Scroll untuk baca artikel
Kolom

Manusia dan Naluri Berperang (Bagian 1)

Redaksi
×

Manusia dan Naluri Berperang (Bagian 1)

Sebarkan artikel ini

 Dalam kehidupan fauna, menurut para ahli, perang terjadi hanya pada kawanan simpanse dan semut. Motifnya tidak lain hanya untuk makanan. Tapi bagi bangsa manusia, perang terjadi sepanjang sejarah dan meiputi semua kelompok dan golongan.

Tapi mengapa kita melakukan perang? Apakah karena takdir kita diciptakan memiliki “hasrat” sebagaimana yang dipertanyakan para malaikat kepada Allah saat penciptaan Adam; “apakah Engkau Ya Rabb, akan menciptakan di atas bumi ini makhluq yang akan merusak di dalamnya, dan menumpahkan darah?” (QS. Al-Baqarah: 30)

Berikut saya kutip 10 teori penting tentang mengapa kita melakukan peperangan menurut Annalee Newitz and Joseph Bennington-Castro:

1. Hipotesis “Male warrior”

Diformulasikan oleh sekelompok ahli psikologi evolusi, hipotesis ini menunjukkan bahwa laki-laki berevolusi menjadi bagian dari kekerasan dan suka perang untuk mengamankan akses ke perempuan dan sumber daya lainnya.

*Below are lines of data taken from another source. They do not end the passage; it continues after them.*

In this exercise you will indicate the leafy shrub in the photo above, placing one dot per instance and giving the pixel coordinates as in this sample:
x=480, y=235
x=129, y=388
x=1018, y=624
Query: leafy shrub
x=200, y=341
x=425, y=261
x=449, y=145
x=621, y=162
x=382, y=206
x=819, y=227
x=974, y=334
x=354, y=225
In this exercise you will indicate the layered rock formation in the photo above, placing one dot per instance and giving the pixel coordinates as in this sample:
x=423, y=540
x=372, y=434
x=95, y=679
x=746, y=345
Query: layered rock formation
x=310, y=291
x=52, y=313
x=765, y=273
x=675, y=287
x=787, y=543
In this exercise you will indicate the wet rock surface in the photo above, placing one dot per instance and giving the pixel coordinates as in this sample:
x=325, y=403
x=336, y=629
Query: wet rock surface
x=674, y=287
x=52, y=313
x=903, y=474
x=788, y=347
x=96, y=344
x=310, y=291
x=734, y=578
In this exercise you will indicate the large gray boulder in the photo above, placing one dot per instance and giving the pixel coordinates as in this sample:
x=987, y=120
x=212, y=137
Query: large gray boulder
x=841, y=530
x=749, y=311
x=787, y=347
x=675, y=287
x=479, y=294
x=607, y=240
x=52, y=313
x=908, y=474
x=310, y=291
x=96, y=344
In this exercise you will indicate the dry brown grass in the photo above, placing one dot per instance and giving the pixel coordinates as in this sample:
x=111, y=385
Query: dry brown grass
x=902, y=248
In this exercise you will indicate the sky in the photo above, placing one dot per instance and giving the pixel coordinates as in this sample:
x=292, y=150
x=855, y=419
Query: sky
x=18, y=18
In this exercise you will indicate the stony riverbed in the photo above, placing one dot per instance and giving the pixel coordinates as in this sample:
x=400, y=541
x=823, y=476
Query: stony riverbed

Pada dasarnya, membentuk koalisi kekerasan dengan sesama laki-laki adalah bagian dari strategi untuk  kawin. Semakin sukses “koalisi perang”, semakin sukses orang-orang itu akan meneruskan gen mereka.

Seringkali ide ini direduksi menjadi gagasan bahwa dorongan seksual laki-laki adalah akar permasalahan munculnya perang.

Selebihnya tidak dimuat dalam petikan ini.